Perched nearly 2,500 metres above sea level, his village, Toconao, means “lost corner” in the Kunza language of the Indigenous people who have lived and farmed the land in this remote spot for millennia.

“Our deep connection to this place is based on what we have inherited from our ancestors: our culture, our language,” said Espíndola, a member of a local research team that found evidence that people have inhabited the desert for more than 12,000 years.

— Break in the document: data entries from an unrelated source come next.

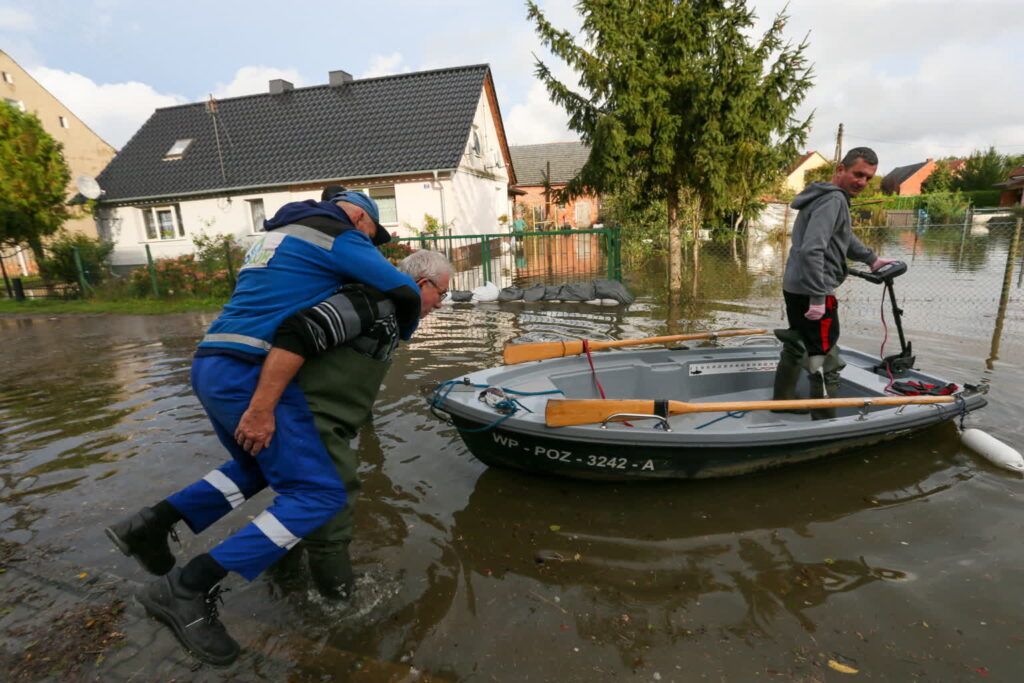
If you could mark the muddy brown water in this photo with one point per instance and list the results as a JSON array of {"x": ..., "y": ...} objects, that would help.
[{"x": 901, "y": 561}]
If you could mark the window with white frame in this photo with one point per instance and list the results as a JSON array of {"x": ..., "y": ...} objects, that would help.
[
  {"x": 163, "y": 222},
  {"x": 257, "y": 214},
  {"x": 178, "y": 148},
  {"x": 386, "y": 203}
]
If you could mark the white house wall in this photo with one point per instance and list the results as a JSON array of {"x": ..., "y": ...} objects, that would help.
[{"x": 469, "y": 201}]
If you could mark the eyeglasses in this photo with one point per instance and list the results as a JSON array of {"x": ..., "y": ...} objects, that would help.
[{"x": 440, "y": 293}]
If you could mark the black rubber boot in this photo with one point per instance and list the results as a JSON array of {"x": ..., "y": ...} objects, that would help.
[
  {"x": 788, "y": 369},
  {"x": 193, "y": 616},
  {"x": 143, "y": 538},
  {"x": 332, "y": 574}
]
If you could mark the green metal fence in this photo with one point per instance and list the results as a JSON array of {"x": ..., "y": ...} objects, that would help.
[{"x": 527, "y": 258}]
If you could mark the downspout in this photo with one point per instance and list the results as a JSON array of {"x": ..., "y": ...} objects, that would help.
[{"x": 440, "y": 188}]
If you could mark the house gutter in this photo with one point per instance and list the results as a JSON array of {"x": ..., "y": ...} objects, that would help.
[{"x": 248, "y": 188}]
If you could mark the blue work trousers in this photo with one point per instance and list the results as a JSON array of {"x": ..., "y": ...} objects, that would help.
[{"x": 296, "y": 466}]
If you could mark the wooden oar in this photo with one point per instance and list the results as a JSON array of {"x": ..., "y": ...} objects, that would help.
[
  {"x": 567, "y": 412},
  {"x": 522, "y": 352}
]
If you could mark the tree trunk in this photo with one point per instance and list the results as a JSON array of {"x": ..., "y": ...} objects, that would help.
[{"x": 675, "y": 245}]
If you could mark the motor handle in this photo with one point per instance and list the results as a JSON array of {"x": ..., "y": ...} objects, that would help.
[{"x": 886, "y": 273}]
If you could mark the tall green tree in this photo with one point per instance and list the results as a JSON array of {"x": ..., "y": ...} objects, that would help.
[
  {"x": 34, "y": 178},
  {"x": 982, "y": 170},
  {"x": 676, "y": 97}
]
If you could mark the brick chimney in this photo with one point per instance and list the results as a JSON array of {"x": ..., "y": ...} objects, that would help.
[
  {"x": 339, "y": 78},
  {"x": 280, "y": 85}
]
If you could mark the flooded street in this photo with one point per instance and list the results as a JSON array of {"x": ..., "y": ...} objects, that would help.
[{"x": 901, "y": 560}]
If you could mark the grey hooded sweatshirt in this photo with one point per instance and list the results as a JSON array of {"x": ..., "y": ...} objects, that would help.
[{"x": 822, "y": 240}]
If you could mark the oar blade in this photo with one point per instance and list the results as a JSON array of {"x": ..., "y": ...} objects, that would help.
[{"x": 514, "y": 353}]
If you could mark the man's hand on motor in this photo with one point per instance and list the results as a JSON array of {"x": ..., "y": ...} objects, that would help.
[
  {"x": 255, "y": 430},
  {"x": 815, "y": 311},
  {"x": 879, "y": 262}
]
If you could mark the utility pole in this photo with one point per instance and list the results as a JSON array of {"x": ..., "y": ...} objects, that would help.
[{"x": 839, "y": 144}]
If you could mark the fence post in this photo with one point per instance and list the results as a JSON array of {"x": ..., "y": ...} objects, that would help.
[
  {"x": 83, "y": 282},
  {"x": 485, "y": 257},
  {"x": 227, "y": 258},
  {"x": 153, "y": 271}
]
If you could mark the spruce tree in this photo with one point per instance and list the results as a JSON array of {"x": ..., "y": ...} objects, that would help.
[{"x": 675, "y": 97}]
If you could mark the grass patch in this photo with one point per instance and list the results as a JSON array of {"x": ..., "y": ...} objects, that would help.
[{"x": 125, "y": 306}]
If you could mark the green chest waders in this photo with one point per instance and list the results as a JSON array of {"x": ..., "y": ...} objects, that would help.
[{"x": 340, "y": 387}]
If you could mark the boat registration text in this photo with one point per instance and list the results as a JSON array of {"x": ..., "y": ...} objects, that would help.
[{"x": 570, "y": 458}]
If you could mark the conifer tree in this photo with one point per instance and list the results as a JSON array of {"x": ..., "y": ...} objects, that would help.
[{"x": 674, "y": 95}]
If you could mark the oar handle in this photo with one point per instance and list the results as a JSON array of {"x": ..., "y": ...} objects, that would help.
[
  {"x": 568, "y": 412},
  {"x": 539, "y": 351}
]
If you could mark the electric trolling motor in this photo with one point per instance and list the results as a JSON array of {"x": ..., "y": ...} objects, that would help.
[{"x": 897, "y": 364}]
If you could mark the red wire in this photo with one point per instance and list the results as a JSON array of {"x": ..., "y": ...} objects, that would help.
[{"x": 885, "y": 338}]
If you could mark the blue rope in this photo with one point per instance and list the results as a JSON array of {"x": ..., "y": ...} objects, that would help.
[
  {"x": 512, "y": 406},
  {"x": 730, "y": 414}
]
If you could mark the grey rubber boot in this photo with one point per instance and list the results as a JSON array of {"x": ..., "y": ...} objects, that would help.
[
  {"x": 825, "y": 382},
  {"x": 332, "y": 573},
  {"x": 142, "y": 538},
  {"x": 788, "y": 369}
]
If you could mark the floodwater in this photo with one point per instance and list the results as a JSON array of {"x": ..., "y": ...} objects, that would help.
[{"x": 902, "y": 560}]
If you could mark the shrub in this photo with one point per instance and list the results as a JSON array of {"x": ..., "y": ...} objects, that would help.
[{"x": 94, "y": 254}]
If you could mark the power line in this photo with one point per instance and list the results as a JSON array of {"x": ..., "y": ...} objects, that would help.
[{"x": 934, "y": 144}]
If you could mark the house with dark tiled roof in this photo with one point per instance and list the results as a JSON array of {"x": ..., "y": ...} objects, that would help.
[
  {"x": 541, "y": 168},
  {"x": 425, "y": 143},
  {"x": 907, "y": 179},
  {"x": 1013, "y": 188},
  {"x": 796, "y": 178}
]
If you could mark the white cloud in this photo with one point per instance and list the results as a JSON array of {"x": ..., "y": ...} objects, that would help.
[
  {"x": 537, "y": 121},
  {"x": 386, "y": 65},
  {"x": 12, "y": 18},
  {"x": 902, "y": 81},
  {"x": 114, "y": 111},
  {"x": 253, "y": 80}
]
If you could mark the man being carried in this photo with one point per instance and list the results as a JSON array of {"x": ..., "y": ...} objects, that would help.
[{"x": 309, "y": 250}]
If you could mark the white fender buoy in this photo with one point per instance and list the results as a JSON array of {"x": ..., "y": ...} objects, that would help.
[{"x": 993, "y": 450}]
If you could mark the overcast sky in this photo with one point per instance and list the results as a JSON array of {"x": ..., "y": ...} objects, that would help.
[{"x": 910, "y": 78}]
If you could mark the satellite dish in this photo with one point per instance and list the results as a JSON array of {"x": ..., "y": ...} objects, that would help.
[{"x": 88, "y": 186}]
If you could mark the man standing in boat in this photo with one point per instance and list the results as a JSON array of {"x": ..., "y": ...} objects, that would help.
[{"x": 822, "y": 240}]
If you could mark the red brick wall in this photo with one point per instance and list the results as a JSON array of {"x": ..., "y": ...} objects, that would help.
[{"x": 557, "y": 214}]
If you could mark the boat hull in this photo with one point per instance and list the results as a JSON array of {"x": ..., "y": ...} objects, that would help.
[
  {"x": 696, "y": 444},
  {"x": 549, "y": 455}
]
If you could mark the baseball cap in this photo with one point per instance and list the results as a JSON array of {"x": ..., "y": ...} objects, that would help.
[{"x": 368, "y": 205}]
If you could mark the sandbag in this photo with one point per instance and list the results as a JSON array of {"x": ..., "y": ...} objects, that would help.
[
  {"x": 577, "y": 292},
  {"x": 612, "y": 289},
  {"x": 510, "y": 294},
  {"x": 535, "y": 293},
  {"x": 488, "y": 292}
]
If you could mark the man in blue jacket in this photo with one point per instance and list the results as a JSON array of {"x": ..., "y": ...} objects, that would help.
[
  {"x": 310, "y": 249},
  {"x": 822, "y": 241}
]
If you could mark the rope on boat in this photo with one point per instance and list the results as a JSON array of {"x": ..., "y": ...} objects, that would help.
[
  {"x": 730, "y": 414},
  {"x": 494, "y": 396}
]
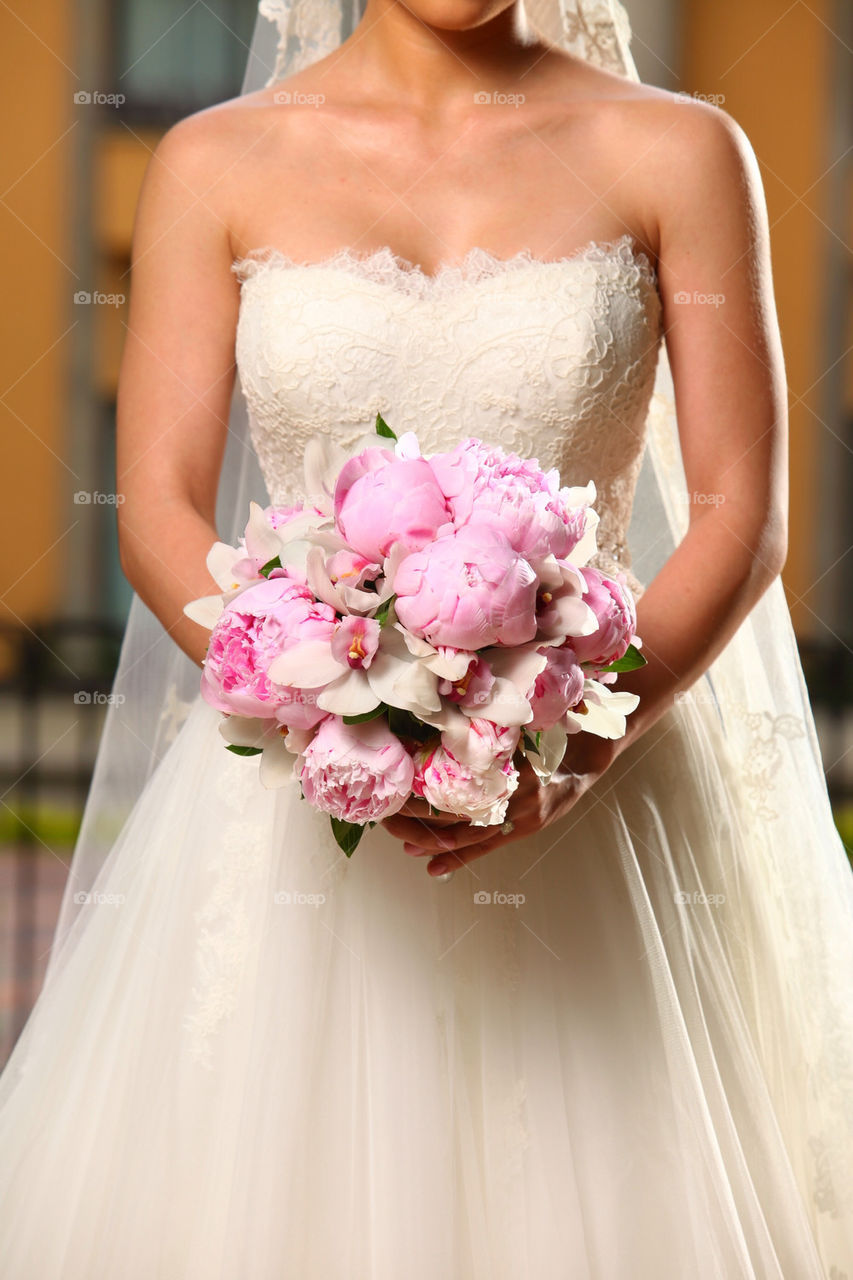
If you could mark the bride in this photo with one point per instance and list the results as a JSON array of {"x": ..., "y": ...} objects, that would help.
[{"x": 616, "y": 1036}]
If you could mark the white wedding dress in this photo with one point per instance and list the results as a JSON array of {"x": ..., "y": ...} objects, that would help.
[{"x": 264, "y": 1060}]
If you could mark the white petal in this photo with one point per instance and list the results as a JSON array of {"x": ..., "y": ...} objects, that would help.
[
  {"x": 521, "y": 666},
  {"x": 323, "y": 461},
  {"x": 245, "y": 730},
  {"x": 308, "y": 664},
  {"x": 575, "y": 616},
  {"x": 261, "y": 539},
  {"x": 220, "y": 558},
  {"x": 276, "y": 764},
  {"x": 205, "y": 611},
  {"x": 588, "y": 544},
  {"x": 407, "y": 446},
  {"x": 407, "y": 685},
  {"x": 450, "y": 664},
  {"x": 350, "y": 695},
  {"x": 505, "y": 705},
  {"x": 606, "y": 711},
  {"x": 319, "y": 580}
]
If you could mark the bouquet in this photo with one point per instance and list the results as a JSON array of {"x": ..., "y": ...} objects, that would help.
[{"x": 416, "y": 627}]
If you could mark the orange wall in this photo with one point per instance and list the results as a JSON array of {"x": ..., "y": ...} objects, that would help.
[{"x": 39, "y": 283}]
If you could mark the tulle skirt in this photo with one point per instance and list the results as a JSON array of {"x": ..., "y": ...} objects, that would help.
[{"x": 619, "y": 1048}]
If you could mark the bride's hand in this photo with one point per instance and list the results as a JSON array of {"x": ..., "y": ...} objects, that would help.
[{"x": 451, "y": 844}]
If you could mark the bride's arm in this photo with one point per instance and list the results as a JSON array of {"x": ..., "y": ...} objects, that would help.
[
  {"x": 725, "y": 353},
  {"x": 176, "y": 380},
  {"x": 730, "y": 391}
]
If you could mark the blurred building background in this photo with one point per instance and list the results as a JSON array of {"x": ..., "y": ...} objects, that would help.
[{"x": 87, "y": 88}]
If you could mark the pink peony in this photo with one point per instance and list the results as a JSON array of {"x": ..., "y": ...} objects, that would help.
[
  {"x": 612, "y": 604},
  {"x": 381, "y": 499},
  {"x": 556, "y": 689},
  {"x": 468, "y": 589},
  {"x": 488, "y": 485},
  {"x": 356, "y": 772},
  {"x": 479, "y": 795},
  {"x": 251, "y": 631}
]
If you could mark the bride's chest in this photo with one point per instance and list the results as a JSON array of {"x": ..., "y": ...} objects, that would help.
[{"x": 534, "y": 341}]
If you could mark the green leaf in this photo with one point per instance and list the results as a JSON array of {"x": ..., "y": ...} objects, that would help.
[
  {"x": 383, "y": 612},
  {"x": 632, "y": 659},
  {"x": 405, "y": 725},
  {"x": 274, "y": 563},
  {"x": 347, "y": 835},
  {"x": 365, "y": 716},
  {"x": 383, "y": 429}
]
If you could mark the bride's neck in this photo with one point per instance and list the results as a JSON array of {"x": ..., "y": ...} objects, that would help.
[{"x": 425, "y": 65}]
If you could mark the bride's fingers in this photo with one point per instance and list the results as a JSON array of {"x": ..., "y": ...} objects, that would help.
[
  {"x": 423, "y": 837},
  {"x": 450, "y": 862}
]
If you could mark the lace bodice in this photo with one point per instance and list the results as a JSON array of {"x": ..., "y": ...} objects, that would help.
[{"x": 553, "y": 360}]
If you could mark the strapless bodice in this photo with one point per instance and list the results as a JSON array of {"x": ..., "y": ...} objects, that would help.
[{"x": 550, "y": 359}]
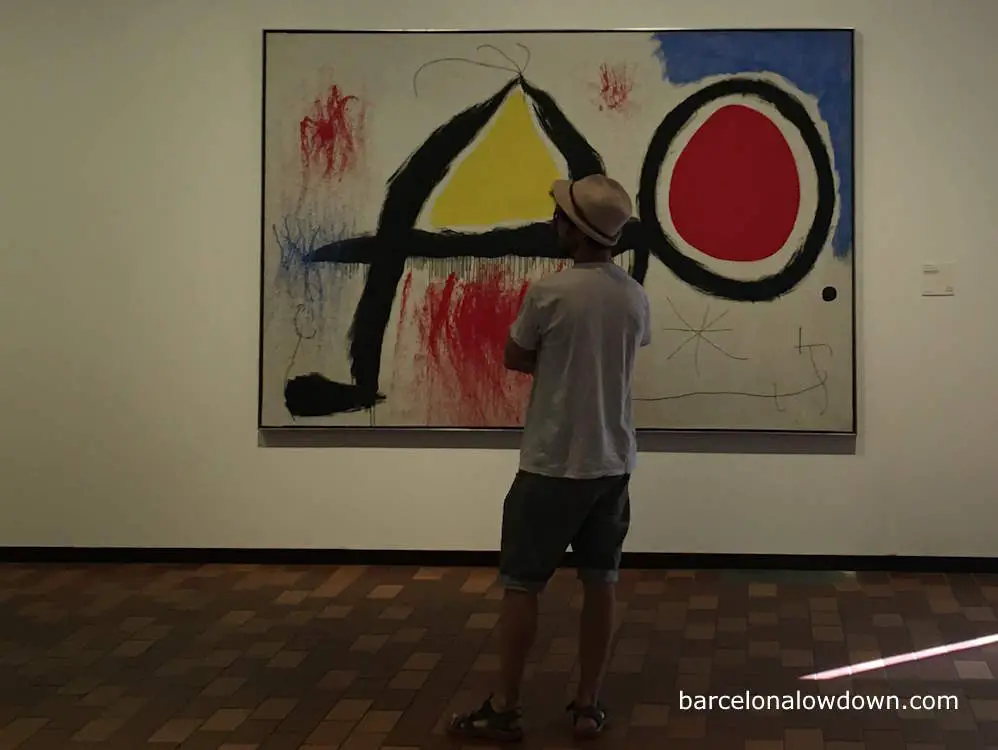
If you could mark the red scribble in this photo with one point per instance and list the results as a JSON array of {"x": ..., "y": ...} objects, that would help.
[
  {"x": 615, "y": 85},
  {"x": 333, "y": 134},
  {"x": 462, "y": 327}
]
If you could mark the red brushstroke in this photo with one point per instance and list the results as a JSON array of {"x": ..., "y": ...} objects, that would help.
[
  {"x": 616, "y": 83},
  {"x": 735, "y": 189},
  {"x": 333, "y": 134},
  {"x": 462, "y": 327}
]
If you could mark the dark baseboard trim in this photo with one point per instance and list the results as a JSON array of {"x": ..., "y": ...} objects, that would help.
[{"x": 444, "y": 558}]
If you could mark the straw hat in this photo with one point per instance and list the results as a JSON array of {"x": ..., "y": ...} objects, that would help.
[{"x": 597, "y": 205}]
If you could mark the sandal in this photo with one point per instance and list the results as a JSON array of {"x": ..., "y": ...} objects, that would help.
[
  {"x": 595, "y": 713},
  {"x": 486, "y": 723}
]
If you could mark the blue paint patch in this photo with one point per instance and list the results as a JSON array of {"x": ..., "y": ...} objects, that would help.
[
  {"x": 819, "y": 63},
  {"x": 298, "y": 238}
]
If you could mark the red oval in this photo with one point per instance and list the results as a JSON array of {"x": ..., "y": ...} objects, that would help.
[{"x": 735, "y": 190}]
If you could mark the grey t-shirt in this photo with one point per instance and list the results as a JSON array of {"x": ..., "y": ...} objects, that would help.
[{"x": 586, "y": 324}]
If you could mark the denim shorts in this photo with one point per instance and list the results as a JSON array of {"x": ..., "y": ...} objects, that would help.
[{"x": 542, "y": 516}]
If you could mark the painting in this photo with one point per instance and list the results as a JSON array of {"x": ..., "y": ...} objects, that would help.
[{"x": 406, "y": 210}]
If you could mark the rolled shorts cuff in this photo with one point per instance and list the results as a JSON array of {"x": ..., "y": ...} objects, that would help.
[
  {"x": 590, "y": 575},
  {"x": 516, "y": 584}
]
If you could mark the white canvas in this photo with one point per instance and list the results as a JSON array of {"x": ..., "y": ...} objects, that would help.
[{"x": 349, "y": 102}]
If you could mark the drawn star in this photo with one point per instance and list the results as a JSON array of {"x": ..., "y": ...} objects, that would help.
[{"x": 700, "y": 334}]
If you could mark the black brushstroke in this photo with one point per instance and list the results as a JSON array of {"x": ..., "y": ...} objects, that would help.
[
  {"x": 315, "y": 395},
  {"x": 529, "y": 241},
  {"x": 396, "y": 239},
  {"x": 687, "y": 268}
]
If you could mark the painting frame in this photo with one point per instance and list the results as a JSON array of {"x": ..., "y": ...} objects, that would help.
[{"x": 270, "y": 32}]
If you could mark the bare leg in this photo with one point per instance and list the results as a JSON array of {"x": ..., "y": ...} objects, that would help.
[
  {"x": 595, "y": 633},
  {"x": 518, "y": 627}
]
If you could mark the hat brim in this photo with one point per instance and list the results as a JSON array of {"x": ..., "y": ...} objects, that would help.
[{"x": 560, "y": 191}]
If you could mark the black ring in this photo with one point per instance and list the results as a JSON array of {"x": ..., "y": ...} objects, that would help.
[{"x": 687, "y": 268}]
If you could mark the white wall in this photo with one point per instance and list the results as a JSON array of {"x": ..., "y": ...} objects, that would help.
[{"x": 129, "y": 220}]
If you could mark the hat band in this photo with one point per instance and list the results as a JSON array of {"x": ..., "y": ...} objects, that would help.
[{"x": 582, "y": 215}]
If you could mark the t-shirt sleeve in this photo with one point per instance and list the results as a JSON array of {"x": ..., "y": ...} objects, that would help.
[
  {"x": 646, "y": 321},
  {"x": 526, "y": 329}
]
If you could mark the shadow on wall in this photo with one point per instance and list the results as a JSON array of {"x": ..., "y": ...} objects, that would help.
[{"x": 671, "y": 442}]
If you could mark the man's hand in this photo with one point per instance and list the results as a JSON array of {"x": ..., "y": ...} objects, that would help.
[{"x": 518, "y": 359}]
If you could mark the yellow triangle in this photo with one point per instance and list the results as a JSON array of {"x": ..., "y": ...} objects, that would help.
[{"x": 505, "y": 178}]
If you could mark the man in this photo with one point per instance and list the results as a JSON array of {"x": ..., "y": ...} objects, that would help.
[{"x": 577, "y": 333}]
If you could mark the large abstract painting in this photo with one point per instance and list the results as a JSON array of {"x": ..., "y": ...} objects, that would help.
[{"x": 406, "y": 211}]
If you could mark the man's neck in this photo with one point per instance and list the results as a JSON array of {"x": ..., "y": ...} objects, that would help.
[{"x": 591, "y": 256}]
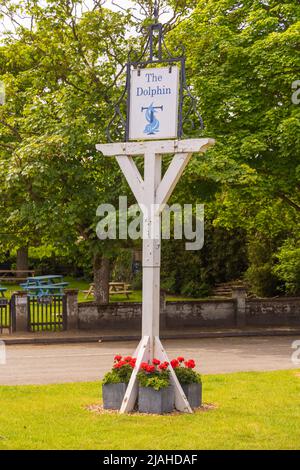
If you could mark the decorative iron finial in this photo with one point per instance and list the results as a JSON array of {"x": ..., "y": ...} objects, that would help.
[
  {"x": 155, "y": 52},
  {"x": 156, "y": 11}
]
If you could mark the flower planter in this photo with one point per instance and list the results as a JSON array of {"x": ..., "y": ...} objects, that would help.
[
  {"x": 113, "y": 395},
  {"x": 156, "y": 401},
  {"x": 193, "y": 393}
]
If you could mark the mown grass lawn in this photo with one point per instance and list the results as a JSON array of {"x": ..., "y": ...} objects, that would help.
[{"x": 258, "y": 410}]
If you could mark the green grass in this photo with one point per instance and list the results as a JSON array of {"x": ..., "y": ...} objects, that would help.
[
  {"x": 257, "y": 410},
  {"x": 136, "y": 295}
]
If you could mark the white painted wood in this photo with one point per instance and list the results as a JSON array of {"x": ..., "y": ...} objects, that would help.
[
  {"x": 132, "y": 176},
  {"x": 132, "y": 389},
  {"x": 151, "y": 194},
  {"x": 157, "y": 146},
  {"x": 181, "y": 402},
  {"x": 171, "y": 177}
]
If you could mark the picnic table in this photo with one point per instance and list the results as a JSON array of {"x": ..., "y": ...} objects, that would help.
[
  {"x": 14, "y": 274},
  {"x": 115, "y": 288},
  {"x": 44, "y": 286}
]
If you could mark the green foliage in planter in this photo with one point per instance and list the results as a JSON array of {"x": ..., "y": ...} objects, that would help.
[
  {"x": 117, "y": 376},
  {"x": 156, "y": 380},
  {"x": 187, "y": 376},
  {"x": 121, "y": 371}
]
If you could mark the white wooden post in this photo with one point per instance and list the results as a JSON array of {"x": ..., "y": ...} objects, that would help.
[{"x": 152, "y": 193}]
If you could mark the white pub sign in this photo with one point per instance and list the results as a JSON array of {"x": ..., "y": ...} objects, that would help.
[{"x": 153, "y": 112}]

This distant outpost is at the heart of the global rush for lithium, a silvery-white metal used to make batteries for electric vehicles (EV) and renewable energy storage that are vital to the world’s clean energy transition. The Atacama salt flat is home to about 25% of the world’s known lithium reserves, turning Chile into the world’s second-largest lithium producer after Australia.

For decades, the Atacama’s Indigenous Lickanantay people have protested against the expansion of the lithium industry, warning that the large evaporation ponds used to extract lithium from the brine beneath the salt flats are depleting scarce and sacred water supplies and destroying fragile desert ecosystems.

Espíndola joined the protests, fearing that competition for water could pose an existential threat to his community.

But last year, he was among dozens of Indigenous representatives who sat across the table from executives representing two Chilean mining giants to hammer out a governance model that gives Indigenous communities living close to lithium sites a bigger say over operations, and a greater share of the economic benefits.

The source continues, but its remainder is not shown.